Aside from holding great personal nostalgic value, “Spanish Bombs” holds a collective nostalgic value for all of us who have ever been Anarchists, Marxists, or far-left-morons of any sort. When Strummer asks, “Can I hear the echo from the days of 39?” he’s referring to the moment that now seems impossible to the rational among us: the moment when it felt like the anarchists might take Spain. But, as we all know, thanks in large part to that asshat Stalin, the anarchists were eventually annihilated by the fascistic forces of both the right and the left. As beautiful as this nostalgia is, though, it has led to an almost neurotic romanticization of this great historical moment. However, I’m not too sure that it matters how accurately we remember things, or if it’s even possible to do so. I like to think of memory in the same way that Bergman thinks of the theater, namely as being the little world in which we get to create the things that are impossible to create in the big world. (This notion, of course, has some pretty awful consequences when considering the Spanish Civil War, but it sounds nice for now.)

The song itself exemplifies what The Clash did best: merge pop music with radical politics. This, I think, is a lethal combination. If “Spanish Bombs” isn’t one of the greatest pop songs to ever exist, then I don’t know what is. What they have done with this track is construct a danceable song that inspires critical thought and the remembrance of moments in which humans almost got it right. To say that the pop aesthetic is just a smooth way to sugarcoat the political message would be false—both parts are equally powerful, and without this equality, the track would either plunge into mindlessness or dogmatism. The Clash’s merging of these two critical forces reaches the height of perfection here.

When I listen to the song now, I recall the following: One day, I was walking by myself through the streets of Sevilla, crossing over the Guadalquivir, heading over to the other side of the city in search of the small pottery district, stopping at every cathedral along the way. It was ridiculously hot, but there was a light breeze. I looked up, and waving from an apartment window was that most beautiful of flags—you know, the one that is half red and half black. I took a picture of it so I would never forget.

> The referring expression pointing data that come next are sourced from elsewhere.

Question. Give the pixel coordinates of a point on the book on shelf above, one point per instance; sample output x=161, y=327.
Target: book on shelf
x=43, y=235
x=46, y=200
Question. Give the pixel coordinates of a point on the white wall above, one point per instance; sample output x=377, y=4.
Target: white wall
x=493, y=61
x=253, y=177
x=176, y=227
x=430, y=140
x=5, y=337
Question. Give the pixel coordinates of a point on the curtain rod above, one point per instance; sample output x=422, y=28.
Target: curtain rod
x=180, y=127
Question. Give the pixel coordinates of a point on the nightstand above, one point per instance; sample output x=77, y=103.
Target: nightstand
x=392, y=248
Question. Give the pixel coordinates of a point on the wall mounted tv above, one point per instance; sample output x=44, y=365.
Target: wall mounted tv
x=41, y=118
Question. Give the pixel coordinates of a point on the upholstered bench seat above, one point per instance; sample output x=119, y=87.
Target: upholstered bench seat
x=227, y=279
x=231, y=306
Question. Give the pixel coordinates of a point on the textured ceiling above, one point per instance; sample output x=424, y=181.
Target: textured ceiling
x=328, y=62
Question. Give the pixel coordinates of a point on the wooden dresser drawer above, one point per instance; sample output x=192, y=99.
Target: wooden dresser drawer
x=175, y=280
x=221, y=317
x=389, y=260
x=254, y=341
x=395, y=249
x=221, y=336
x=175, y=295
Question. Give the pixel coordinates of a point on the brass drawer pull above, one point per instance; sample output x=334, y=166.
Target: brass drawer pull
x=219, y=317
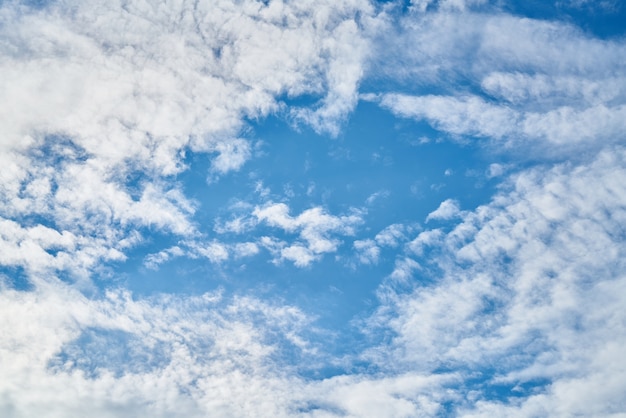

Similarly, in “Spanish Bombs” The Clash has eternalized that magical moment when the “trenches (were) full of poets” who “sang the red flag (and) wore the black one," except within a three and a half minute pop-bomb that's still ticking.

STREAM: Spanish Bombs at hype machine

YOUTUBE: Spanish Bombs, live, Paris, 1980
YOUTUBE: Spanish Civil War meets Spanish Bombs

Reading and Viewing recommendations for the heads:
The link above, where I mention Orwell, will take you to an online version of the text. Anyone interested in the Spanish Civil War, should read Orwell’s beautiful and tragic first hand account in Homage To Catalonia. Murray Bookchin’s The Spanish Anarchists: The Heroic Years, is also really great. Any good indie video store should have a VHS copy of Land and Freedom, which is a pretty decent film. The propaganda posters from the war are absolutely beautiful. UC San Diego has posted some images from their collection that are worth checking out. Finally, check out AK Press’s Spanish Revolution section for more reading recommendations.

5 comments:

Al said...

Would it be as good without the Castilian pronunciation of corazón?

NO IT WOULD NOT.

Cheech said...

Have read it. I completely prefer Orwell's nonfiction to his fiction. I'm not trying to put down 1984 or Animal Farm; I'm trying to PUT UP that one, his essays collection, and Down And Out In Paris And London. People don't even know they exist.

parallelliott said...

what you both say is trill

jimmy said...

great song indeed. BTW, Spanish Castle Magic is actually referring to a rock club in Seattle I believe, called Spanish Castle or some such (also a great song)

parallelliott said...

good call about hendrix not talkinga about spain. in the lyrics, even, he says "and while it's not in spain all the same it's a groovy name."